Baked Macaroni and Cheese

 48 oz (3 lbs.) elbow macaroni

1 cup butter (or margarine)

1 cup flour

8 cups milk

1 tsp salt/pepper (or to taste)

4 cups shredded swiss cheese

8 cups + shredded cheddar cheese


Spray 3-9x13 inch baking dishes with non-stick spray. Preheat oven to 375F.


Cook macaroni in a large pot of water according to package directions.


Melt butter (or margarine -whichever you have on hand) in a large pot.


Pour flour into melted butter and stir together until flour is thoroughly combined. Whisk in milk. Stir constantly for several minutes until boiling.


Stir in 4 cups of swiss cheese and 6 cups cheddar until completely melted. This takes about 2-3 minutes of additional stirring. Remove from heat when thoroughly melted.
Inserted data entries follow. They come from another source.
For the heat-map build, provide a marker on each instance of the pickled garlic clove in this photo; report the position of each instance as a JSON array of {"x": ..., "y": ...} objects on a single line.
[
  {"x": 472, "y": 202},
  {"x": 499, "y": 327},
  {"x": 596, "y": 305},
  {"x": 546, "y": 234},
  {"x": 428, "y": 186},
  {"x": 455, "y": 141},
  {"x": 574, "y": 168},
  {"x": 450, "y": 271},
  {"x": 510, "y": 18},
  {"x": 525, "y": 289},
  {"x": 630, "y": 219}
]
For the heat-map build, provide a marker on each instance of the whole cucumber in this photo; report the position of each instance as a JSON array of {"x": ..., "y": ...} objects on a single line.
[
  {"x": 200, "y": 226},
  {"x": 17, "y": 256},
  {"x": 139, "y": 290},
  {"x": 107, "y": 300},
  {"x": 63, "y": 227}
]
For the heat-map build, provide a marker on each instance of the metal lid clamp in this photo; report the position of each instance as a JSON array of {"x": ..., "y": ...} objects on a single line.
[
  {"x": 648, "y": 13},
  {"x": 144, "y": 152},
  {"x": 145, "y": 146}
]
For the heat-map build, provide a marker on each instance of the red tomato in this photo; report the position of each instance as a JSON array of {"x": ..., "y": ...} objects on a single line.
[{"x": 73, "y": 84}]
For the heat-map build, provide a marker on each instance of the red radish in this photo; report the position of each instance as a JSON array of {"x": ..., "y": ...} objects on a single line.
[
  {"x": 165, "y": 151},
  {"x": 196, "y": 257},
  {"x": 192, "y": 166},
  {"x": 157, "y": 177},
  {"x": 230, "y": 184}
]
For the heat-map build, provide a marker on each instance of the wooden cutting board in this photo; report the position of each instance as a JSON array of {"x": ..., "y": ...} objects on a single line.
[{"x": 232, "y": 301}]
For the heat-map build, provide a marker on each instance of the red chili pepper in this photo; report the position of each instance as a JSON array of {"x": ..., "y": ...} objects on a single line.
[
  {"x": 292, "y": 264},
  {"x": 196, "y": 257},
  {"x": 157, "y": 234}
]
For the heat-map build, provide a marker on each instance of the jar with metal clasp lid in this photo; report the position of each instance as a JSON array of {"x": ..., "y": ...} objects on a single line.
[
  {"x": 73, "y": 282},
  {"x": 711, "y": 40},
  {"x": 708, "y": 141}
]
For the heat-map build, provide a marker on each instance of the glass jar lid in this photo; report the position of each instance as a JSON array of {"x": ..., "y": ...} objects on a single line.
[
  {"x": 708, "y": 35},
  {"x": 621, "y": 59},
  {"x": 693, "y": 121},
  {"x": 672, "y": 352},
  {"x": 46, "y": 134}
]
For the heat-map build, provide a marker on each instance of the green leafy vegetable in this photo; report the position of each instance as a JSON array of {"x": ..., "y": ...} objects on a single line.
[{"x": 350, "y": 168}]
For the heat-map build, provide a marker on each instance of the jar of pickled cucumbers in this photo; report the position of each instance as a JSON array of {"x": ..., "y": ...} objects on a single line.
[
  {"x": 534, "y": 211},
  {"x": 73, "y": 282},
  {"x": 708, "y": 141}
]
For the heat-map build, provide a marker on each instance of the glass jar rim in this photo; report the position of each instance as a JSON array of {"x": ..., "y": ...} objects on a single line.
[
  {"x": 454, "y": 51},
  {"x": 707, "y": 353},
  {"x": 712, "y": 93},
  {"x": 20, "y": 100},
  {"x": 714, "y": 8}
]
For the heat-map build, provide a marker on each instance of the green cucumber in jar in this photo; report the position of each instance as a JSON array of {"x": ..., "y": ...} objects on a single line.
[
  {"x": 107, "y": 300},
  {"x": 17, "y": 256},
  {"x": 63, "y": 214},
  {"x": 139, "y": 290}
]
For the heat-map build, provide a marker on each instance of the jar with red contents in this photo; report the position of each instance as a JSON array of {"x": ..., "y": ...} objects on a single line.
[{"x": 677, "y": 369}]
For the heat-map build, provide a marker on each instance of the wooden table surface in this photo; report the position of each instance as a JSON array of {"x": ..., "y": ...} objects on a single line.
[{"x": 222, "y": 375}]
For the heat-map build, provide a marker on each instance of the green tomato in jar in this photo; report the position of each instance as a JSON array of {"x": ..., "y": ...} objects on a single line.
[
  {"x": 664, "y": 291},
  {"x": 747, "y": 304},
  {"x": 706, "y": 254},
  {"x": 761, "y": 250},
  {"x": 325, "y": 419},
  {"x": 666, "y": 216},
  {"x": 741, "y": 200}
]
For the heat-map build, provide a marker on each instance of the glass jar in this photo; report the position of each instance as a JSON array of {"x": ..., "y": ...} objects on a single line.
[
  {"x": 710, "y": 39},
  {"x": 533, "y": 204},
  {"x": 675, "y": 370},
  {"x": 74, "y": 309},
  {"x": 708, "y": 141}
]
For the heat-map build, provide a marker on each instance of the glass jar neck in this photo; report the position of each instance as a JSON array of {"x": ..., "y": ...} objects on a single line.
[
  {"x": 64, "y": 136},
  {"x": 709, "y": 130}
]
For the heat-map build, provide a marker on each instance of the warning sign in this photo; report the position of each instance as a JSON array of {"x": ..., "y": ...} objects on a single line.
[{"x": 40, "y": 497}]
Pour in the cooked and drained elbow macaroni into your large pot of homemade cheese sauce. Stir gently, so you don’t mash your noodles.


Fill each dish 3/4 of the way full with Mac and Cheese mixture. Top with remaining 2 cups+ shredded cheese.


Place baking dishes into preheated oven for 25 minutes. When your oven beeps in 25 minutes.

Depending on how brown and crispy you’d like the top, you can turn the oven off, but let your dishes sit 5 or so more minutes in the oven.